This is the only OS that runs smoothly, even on the hardware that Android handsets laugh at. You may already have seen Windows Phone 8 UI several times by now.
Along with the lock screen, there’s a home screen filled with Live Tiles and an adjacent panel for showcasing your apps and core features (i.e., settings, emails, messages, and so on).
Since it’s a Lumia, it supports several exclusive apps that aren’t available on other handsets. Some of those apps include PhotoBeamer, Nokia Music, and Pulse Messenger (beta).
Many image and camera apps preinstalled on this smartphone allow you to take even more advantage of your camera; for example – Creative Studio, Cinemagraph, Smartshoot, Panorama, and Glam Me.
Many Nokia Here navigation aids also come preinstalled with this smartphone, and you can download even more from the WP8 store.

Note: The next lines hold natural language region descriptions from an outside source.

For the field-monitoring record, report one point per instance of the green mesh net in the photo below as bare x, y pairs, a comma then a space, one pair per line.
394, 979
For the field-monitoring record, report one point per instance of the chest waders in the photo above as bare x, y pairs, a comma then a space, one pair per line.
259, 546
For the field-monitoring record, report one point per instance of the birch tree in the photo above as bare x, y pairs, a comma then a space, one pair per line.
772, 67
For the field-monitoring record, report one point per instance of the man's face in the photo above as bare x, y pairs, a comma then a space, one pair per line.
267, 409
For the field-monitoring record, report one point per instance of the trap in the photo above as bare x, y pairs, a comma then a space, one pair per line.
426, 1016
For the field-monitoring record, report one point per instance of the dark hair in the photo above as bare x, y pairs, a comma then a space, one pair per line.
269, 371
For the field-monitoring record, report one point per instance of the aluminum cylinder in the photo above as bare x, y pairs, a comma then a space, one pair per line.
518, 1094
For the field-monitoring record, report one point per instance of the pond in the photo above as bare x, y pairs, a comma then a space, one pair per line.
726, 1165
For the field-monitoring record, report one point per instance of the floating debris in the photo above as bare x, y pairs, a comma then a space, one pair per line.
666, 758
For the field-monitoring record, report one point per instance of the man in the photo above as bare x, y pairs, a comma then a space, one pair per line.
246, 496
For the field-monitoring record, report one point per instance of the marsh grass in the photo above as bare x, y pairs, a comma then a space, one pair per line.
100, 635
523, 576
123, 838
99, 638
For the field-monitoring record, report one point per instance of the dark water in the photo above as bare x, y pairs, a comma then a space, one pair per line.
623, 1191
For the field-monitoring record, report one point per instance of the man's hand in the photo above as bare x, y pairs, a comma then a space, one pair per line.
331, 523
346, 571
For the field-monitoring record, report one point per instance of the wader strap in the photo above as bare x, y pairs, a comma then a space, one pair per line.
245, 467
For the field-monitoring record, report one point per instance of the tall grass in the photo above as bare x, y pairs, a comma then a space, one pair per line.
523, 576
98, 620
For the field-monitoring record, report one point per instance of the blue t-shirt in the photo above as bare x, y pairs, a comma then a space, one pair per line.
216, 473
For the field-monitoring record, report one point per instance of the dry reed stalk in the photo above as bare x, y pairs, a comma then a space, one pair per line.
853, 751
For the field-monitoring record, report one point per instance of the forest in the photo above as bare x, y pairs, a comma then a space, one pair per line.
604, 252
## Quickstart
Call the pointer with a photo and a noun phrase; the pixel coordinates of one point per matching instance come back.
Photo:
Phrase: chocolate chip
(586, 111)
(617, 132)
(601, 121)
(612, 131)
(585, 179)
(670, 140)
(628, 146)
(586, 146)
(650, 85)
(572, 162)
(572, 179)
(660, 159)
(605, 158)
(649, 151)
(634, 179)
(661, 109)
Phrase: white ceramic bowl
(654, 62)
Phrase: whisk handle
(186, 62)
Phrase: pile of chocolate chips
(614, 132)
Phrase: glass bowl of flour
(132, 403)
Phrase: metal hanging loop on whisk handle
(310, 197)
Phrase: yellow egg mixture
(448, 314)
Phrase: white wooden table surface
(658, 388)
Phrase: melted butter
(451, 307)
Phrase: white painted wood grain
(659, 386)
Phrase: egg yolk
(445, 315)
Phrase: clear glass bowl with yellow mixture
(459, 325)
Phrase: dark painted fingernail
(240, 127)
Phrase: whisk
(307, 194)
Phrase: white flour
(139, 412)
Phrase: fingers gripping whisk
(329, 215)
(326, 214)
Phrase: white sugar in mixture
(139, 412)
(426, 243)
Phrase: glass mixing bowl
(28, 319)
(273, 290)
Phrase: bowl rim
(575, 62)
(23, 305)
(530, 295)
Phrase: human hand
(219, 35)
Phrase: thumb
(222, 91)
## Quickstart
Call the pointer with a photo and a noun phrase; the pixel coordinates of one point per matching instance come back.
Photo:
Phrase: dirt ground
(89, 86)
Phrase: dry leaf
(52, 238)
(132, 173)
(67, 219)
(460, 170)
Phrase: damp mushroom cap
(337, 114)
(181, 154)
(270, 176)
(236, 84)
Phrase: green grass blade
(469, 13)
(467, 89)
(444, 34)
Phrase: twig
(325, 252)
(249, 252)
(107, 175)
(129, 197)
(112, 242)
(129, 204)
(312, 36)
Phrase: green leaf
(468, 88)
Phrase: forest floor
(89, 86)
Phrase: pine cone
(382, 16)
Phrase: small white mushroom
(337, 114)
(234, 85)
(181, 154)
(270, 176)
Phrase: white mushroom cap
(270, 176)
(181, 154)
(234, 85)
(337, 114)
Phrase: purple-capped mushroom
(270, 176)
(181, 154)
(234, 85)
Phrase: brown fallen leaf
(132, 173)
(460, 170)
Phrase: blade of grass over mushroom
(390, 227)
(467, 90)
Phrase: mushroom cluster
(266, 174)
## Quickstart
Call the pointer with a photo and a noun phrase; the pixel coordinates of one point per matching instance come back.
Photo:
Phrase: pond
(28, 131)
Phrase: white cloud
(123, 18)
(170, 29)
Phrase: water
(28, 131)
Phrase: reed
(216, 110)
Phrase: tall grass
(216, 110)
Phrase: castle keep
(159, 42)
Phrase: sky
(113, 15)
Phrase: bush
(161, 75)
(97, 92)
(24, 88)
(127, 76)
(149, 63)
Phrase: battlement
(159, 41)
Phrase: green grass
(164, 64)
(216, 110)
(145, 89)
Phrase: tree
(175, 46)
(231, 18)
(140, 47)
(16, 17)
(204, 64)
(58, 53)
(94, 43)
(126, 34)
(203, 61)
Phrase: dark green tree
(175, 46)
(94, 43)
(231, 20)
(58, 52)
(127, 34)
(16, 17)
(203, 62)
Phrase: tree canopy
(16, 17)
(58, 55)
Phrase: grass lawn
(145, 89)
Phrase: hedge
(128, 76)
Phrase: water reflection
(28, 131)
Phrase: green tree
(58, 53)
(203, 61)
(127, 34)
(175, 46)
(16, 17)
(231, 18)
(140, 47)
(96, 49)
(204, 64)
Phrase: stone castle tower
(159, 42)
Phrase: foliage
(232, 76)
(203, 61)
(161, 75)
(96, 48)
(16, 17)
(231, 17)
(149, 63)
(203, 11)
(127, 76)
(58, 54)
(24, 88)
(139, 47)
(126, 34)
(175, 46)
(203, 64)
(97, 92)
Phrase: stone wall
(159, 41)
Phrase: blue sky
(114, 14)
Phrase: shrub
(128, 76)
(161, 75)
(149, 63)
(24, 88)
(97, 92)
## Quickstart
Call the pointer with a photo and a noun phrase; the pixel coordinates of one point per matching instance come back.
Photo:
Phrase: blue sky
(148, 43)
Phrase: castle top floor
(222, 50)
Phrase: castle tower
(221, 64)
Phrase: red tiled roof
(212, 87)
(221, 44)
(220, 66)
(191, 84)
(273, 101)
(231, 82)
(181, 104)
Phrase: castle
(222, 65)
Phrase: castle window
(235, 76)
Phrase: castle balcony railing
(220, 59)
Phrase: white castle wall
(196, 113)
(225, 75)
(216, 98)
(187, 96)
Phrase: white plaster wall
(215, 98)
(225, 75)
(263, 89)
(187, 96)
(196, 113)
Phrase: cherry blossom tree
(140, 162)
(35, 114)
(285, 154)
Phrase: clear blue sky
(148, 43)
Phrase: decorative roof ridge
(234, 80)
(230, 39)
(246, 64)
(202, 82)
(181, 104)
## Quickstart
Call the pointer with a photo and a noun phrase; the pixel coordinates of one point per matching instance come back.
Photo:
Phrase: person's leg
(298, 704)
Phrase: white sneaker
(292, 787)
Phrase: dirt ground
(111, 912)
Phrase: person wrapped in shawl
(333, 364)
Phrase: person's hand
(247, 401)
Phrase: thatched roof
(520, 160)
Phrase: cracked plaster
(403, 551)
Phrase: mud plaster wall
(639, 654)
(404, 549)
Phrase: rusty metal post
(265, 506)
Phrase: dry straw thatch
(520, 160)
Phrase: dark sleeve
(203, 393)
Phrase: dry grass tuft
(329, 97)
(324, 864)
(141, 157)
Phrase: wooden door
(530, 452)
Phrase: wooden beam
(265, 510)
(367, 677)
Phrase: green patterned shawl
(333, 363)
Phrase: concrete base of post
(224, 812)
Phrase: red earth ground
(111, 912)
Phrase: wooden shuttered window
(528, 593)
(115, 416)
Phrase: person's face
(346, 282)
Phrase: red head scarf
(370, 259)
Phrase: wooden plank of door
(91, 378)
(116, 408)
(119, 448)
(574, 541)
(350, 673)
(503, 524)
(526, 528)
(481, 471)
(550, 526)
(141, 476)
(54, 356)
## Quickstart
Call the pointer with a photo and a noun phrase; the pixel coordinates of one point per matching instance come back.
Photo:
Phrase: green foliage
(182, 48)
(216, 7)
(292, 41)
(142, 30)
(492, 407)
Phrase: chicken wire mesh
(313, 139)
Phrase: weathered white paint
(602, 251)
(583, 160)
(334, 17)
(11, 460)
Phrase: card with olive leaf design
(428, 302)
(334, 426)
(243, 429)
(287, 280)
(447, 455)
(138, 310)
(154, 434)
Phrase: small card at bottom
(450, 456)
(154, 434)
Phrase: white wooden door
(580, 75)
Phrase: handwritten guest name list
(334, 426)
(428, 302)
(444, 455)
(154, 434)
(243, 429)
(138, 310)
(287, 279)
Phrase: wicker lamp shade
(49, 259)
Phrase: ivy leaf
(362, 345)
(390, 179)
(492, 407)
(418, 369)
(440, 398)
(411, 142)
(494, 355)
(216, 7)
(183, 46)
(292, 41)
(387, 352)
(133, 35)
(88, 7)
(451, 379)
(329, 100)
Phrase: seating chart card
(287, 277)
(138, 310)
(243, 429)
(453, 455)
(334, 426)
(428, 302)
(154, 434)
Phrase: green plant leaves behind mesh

The rear-facing camera is the main feature that sets it apart from other handsets of the Lumia lineup. 520, 620, 8S, and Ascend W1 all have 5 megapixels on the camera name, but this one comes with a BSI sensor of 6.7 megapixels.
The camera uses a Carl Zeiss lens and f/1.9 aperture. But before we go into the details of this one, let’s take a look at the front facing 1.3-megapixel camera.
This wide-angle lens shooter with an f/2.4 aperture can shoot some crispy photos in the daylight. But if you’re taking pictures in low light or even in room light, results may be noisy.
And in some cases, extremely noisy.
You can see the exposure compensation stuttering in the viewfinder in the artificial light as it struggles to adjust the settings under artificial light.
Lumia 720 Camera App
Shooting 720p videos on the front-facing camera also give the same experience if bad lighting has caught you. You’ll end up with grainy videos.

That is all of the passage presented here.